Die indische Zentralbank hat die Leitzinsen seit Anfang 2019 um 135 Basispunkte gesenkt und hält an ihrem akkommodierenden Kurs fest. Die Kreditzinsen haben sich nur teilweise und mit zeitlicher Verzögerung angepasst, da der nach wie vor hohe Bestand an notleidenden Krediten die Ertragslage der Banken schmälert und die hohe Kreditaufnahme des öffentlichen Sektors für Druck auf die Kreditzinsen sorgt. Die im August 2019 getroffene Entscheidung, die Kreditzinsen für neue Kredite an einen externen Referenzwert zu koppeln, dürfte die geldpolitische Transmission beschleunigen. Als weitere Maßnahme sollte in Erwägung gezogen werden, die Spanne zwischen den administrativ geregelten Zinssätzen für kleine Sparguthaben – die der Finanzierung der Staatsverschuldung dienen – und den Marktzinsen zu verringern. In Anbetracht der unelastischen Inflationserwartungen und der aufgrund lokaler Überschwemmungen bestehenden Ungewissheit bezüglich der Entwicklung der Nahrungsmittelpreise sollte in Bezug auf weitere Leitzinssenkungen umsichtig vorgegangen werden.

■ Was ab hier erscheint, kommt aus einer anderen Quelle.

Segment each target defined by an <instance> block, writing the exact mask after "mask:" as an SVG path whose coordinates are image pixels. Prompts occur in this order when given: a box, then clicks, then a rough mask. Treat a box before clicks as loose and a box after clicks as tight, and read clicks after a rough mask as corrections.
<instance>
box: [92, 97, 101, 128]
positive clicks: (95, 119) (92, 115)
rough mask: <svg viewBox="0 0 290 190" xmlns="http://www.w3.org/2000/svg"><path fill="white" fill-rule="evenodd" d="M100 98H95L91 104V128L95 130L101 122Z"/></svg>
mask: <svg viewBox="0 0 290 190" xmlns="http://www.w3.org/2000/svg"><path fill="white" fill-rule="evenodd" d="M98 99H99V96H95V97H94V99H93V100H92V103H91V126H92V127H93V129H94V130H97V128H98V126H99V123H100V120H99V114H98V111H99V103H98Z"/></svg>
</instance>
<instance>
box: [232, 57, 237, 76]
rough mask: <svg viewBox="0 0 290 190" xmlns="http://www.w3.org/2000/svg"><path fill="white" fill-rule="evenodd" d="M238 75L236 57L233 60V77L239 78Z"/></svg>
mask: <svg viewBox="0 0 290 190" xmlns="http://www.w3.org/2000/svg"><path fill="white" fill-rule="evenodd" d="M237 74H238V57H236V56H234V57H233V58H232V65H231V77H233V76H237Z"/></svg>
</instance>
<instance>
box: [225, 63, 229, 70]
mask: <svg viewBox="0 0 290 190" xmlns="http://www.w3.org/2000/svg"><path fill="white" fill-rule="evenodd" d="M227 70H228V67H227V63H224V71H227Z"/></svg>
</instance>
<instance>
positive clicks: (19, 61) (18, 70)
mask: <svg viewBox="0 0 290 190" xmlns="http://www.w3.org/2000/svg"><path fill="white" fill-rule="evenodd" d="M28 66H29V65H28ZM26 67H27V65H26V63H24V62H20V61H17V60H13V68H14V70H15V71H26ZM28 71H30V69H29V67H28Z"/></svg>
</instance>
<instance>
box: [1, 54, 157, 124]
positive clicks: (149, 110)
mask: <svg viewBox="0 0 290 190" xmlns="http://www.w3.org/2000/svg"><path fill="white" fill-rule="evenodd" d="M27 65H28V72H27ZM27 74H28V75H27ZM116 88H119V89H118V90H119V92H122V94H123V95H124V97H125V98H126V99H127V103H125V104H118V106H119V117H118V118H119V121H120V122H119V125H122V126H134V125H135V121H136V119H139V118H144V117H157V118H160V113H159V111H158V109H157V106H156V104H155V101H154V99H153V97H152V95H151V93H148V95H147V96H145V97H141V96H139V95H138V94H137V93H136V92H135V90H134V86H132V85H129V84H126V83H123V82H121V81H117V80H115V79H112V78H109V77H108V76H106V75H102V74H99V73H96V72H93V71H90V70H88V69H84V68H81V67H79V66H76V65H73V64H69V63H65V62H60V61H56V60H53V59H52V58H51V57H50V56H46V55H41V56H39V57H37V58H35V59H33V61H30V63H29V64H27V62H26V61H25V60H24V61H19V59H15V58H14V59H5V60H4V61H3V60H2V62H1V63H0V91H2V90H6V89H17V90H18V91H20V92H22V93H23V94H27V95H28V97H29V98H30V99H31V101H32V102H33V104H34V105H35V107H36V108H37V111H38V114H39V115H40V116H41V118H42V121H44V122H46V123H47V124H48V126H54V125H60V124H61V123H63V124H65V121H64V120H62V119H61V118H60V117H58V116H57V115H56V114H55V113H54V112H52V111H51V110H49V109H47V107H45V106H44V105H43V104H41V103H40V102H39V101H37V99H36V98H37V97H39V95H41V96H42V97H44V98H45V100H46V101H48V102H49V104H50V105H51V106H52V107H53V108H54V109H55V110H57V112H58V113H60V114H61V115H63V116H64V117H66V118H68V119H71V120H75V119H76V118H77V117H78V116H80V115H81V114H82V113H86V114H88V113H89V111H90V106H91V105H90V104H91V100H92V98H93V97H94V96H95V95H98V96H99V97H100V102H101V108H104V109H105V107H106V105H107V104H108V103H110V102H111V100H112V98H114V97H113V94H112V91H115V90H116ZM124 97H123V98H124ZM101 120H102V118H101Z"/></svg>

Es wurden mehrere Strukturreformen eingeführt, die mit hohen fiskalischen Kosten verbunden sind. Auf der Einnahmenseite hat die Regierung die Körperschaftsteuersätze von 30% auf 22% gesenkt (zuzüglich Zuschläge) und die Möglichkeiten der Steuerbefreiung gestrafft. Der ermäßigte Satz von 15% (zuzüglich Zuschläge) für neue, vor 2023 gegründete Fertigungsunternehmen, verbessert Indiens Wettbewerbsfähigkeit und könnte Unternehmen anziehen, die eine Produktionsverlagerung in Erwägung ziehen. Die geschätzten Einnahmeausfälle sind hoch (0,7% des BIP). Zugleich bleiben die Einnahmen aus der Waren- und Dienstleistungsteuer hinter den Erwartungen zurück.
Auf der Ausgabenseite hat die Regierung das Programm zur Stützung der Einkommen von grundbesitzenden Bauern ausgeweitet (145 Millionen Empfänger). Die Kosten belaufen sich auf 0,4% des BIP. Mit diesem Programm könnten der Verbrauch im ländlichen Raum gefördert und die Finanzierung von Investitionen im Agrarsektor unterstützt werden. Seine Auswirkungen auf die Produktivität im Agrarsektor bleiben angesichts der Fragmentierung der Agrarflächen ungewiss, und es wird möglicherweise keinen großen Beitrag zur Reduzierung der Armut von Pachtbauern und Tagelöhnern leisten. Die Regierung treibt öffentliche Infrastrukturprojekte voran, die zur Steigerung der Lebensqualität und Wettbewerbsfähigkeit beitragen werden (z.B. Wasser- und Stromversorgung, Landstraßen und Häfen).
Ein Rekordtransfer der indischen Zentralbank dürfte mit dafür sorgen, das gesamtstaatliche Defizit im Finanzjahr 2019/2020 einzudämmen. Zugleich wirkt sich die zunehmende Abhängigkeit von außeretatmäßigen Transaktionen, die häufig über öffentliche Unternehmen getätigt werden, negativ auf den Gesamtfinanzierungsbedarf des öffentlichen Sektors aus, und die Staatsschuldenquote bleibt verhältnismäßig hoch. Um ein besseres öffentliches Bildungs- und Gesundheitssystem finanzieren zu können, kommt es entscheidend darauf an, die Einnahmen aus der Grund- und Einkommensteuer zu erhöhen und die Finanzlage öffentlicher Banken und Unternehmen zu verbessern. Zur Förderung der Beschäftigungsschaffung und Verringerung der informellen Beschäftigung sollten die Bemühungen um eine Modernisierung der Arbeitsmarktregulierung fortgesetzt werden.